Snoop Dogg, Timbaland, and a handful of others seem to be here to stay. Still, it can’t be ignored that countless stars, like Lil Uzi Vert, Trippie Redd, A$AP Rocky, and so many more have become involved in NFTs just to turn around and almost immediately pull their names (and profits) out of the ecosystem. All things considered, how is hip-hop supposed to flourish in Web3?
Who’s leading hip-hop in Web3?
The grassroots nature of blockchain tech has helped hip-hop achieve a rather steady base in Web3. While numerous industry leaders have become involved in the pop and electronic sectors of Web3 music, erecting their own unique platforms and developing virtual artists, hip-hop has remained a genre helmed almost solely by digitally-native creators within the NFT community.
This isn’t to discount NFT ventures like SongCamp or innovative music projects like Arpeggi Labs, quite the contrary. While independent successes are significantly additive to the Web3 music space, hip-hop highlights a sticktoitiveness that all market sectors might learn from.
To see the innovation happening on the ground floor of Web3 hip-hop, we need look no further than creators like multitalented artist LATASHÁ, who has been almost single-handedly defining the music video NFT market while acting as a steward of Web3 events via Zoratopia. And while those like LATASHÁ aid in infrastructure and art, rappers like Heno., Black Dave, MoRuf, and so many more are, in real-time, setting the tone for independent prosperity on music NFT platforms.

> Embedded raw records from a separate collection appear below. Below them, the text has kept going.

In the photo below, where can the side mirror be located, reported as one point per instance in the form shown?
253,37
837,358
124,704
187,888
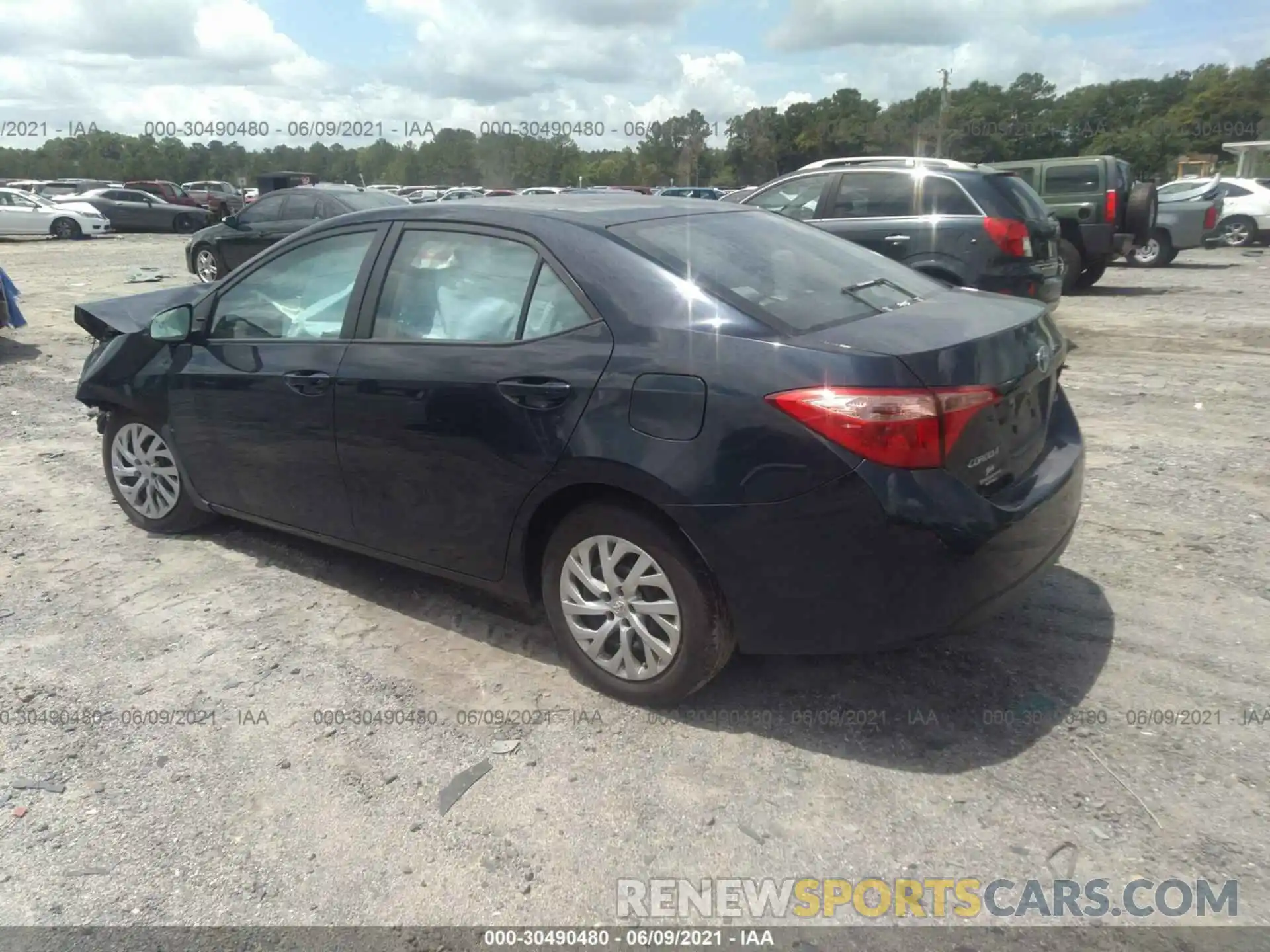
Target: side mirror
173,325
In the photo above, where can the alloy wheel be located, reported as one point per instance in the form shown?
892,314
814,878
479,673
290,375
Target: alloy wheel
145,471
620,607
206,266
1235,234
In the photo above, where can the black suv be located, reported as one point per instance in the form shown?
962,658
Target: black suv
968,225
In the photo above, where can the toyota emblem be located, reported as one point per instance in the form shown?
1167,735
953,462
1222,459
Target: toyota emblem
1043,358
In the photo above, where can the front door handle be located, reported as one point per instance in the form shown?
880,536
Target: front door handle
535,393
308,382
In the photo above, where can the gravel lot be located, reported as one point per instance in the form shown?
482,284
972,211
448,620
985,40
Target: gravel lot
270,816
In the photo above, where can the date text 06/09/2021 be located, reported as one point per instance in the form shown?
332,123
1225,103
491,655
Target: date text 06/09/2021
633,938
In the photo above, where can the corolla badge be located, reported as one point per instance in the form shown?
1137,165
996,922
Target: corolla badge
1043,357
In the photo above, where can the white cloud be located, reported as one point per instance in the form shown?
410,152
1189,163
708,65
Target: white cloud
825,24
613,61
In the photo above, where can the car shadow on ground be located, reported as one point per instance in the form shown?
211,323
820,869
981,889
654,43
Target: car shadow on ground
943,706
1132,291
13,350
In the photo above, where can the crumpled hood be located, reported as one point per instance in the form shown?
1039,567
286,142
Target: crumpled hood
1206,190
81,207
130,314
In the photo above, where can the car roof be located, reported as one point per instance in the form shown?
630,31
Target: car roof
599,210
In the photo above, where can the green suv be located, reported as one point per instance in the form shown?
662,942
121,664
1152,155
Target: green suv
1101,211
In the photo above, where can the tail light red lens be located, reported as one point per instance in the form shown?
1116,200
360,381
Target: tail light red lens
1011,237
910,429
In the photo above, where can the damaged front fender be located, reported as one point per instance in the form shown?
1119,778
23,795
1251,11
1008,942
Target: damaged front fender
112,374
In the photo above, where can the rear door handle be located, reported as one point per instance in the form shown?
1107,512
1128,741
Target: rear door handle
308,382
535,393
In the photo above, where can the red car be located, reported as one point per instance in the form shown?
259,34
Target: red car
167,190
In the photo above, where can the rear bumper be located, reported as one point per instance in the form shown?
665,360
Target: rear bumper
1042,285
883,556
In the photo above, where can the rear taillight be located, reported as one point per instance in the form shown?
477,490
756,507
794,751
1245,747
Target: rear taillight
910,429
1011,237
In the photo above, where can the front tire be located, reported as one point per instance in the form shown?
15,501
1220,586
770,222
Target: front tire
1238,231
208,266
145,479
633,610
1156,253
1072,264
65,229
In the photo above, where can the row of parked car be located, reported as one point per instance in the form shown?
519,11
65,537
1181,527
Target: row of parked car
419,194
69,208
1038,229
1007,226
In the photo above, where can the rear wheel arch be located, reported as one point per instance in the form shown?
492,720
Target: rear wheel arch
552,510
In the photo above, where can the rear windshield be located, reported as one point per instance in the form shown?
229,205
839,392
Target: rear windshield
1021,196
370,198
785,273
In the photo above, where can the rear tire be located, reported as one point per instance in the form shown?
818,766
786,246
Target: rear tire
145,479
673,576
65,229
1159,252
1072,264
1140,212
1238,231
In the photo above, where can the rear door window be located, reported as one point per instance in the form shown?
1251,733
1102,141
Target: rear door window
790,277
1028,175
1072,179
874,194
940,196
263,210
300,208
1020,196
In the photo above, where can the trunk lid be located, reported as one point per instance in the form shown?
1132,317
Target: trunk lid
964,338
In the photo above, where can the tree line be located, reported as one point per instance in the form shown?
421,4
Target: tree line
1150,122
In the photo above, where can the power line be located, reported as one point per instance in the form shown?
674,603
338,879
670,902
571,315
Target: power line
944,103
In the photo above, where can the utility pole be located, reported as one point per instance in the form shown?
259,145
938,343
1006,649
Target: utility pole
944,104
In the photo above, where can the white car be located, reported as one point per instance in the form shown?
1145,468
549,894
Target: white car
1245,208
24,214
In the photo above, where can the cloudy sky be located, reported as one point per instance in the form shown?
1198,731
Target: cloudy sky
461,63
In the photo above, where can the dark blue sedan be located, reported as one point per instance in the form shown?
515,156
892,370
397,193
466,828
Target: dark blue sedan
683,427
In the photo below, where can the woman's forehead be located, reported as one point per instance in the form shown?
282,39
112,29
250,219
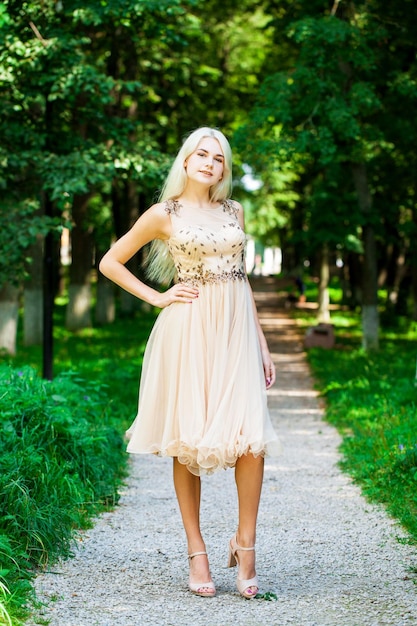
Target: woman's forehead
210,144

What might the future hold for Web3 hip-hop?
A bootstrap movement by all accounts, hip-hop has seemingly taken over as the backbone of Web3 music. This is perhaps not blatantly apparent to those outside and looking in at music NFTs, but to participants in the industry, it’s undeniable. Yet, while other sectors of the NFT market have begun to trickle toward mass adoption, some have been left questioning when this might happen for Web3 music.
Looking toward the future, what would it take for mainstream hip-hop to make the leap into Web3, and vice versa? While the very surface of this intersection has been explored by the aforementioned industry giants securing staying power in Web3 hip-hop, the question is also being explored by individuals and brands — including Soulection, Death Row Records, and now, Rolling Loud.
Through a PFP project called LoudPunx, Rolling Loud hopes to enter the NFT space, cultivate community, and become an incubator for hip-hop in Web3 all in one go. While this eventuality may still be a ways off, the NFT community can still help support the creators of culture by sharing their art, spreading the word, and uninhibitedly celebrating the biggest music NFT moments of 2022 and beyond.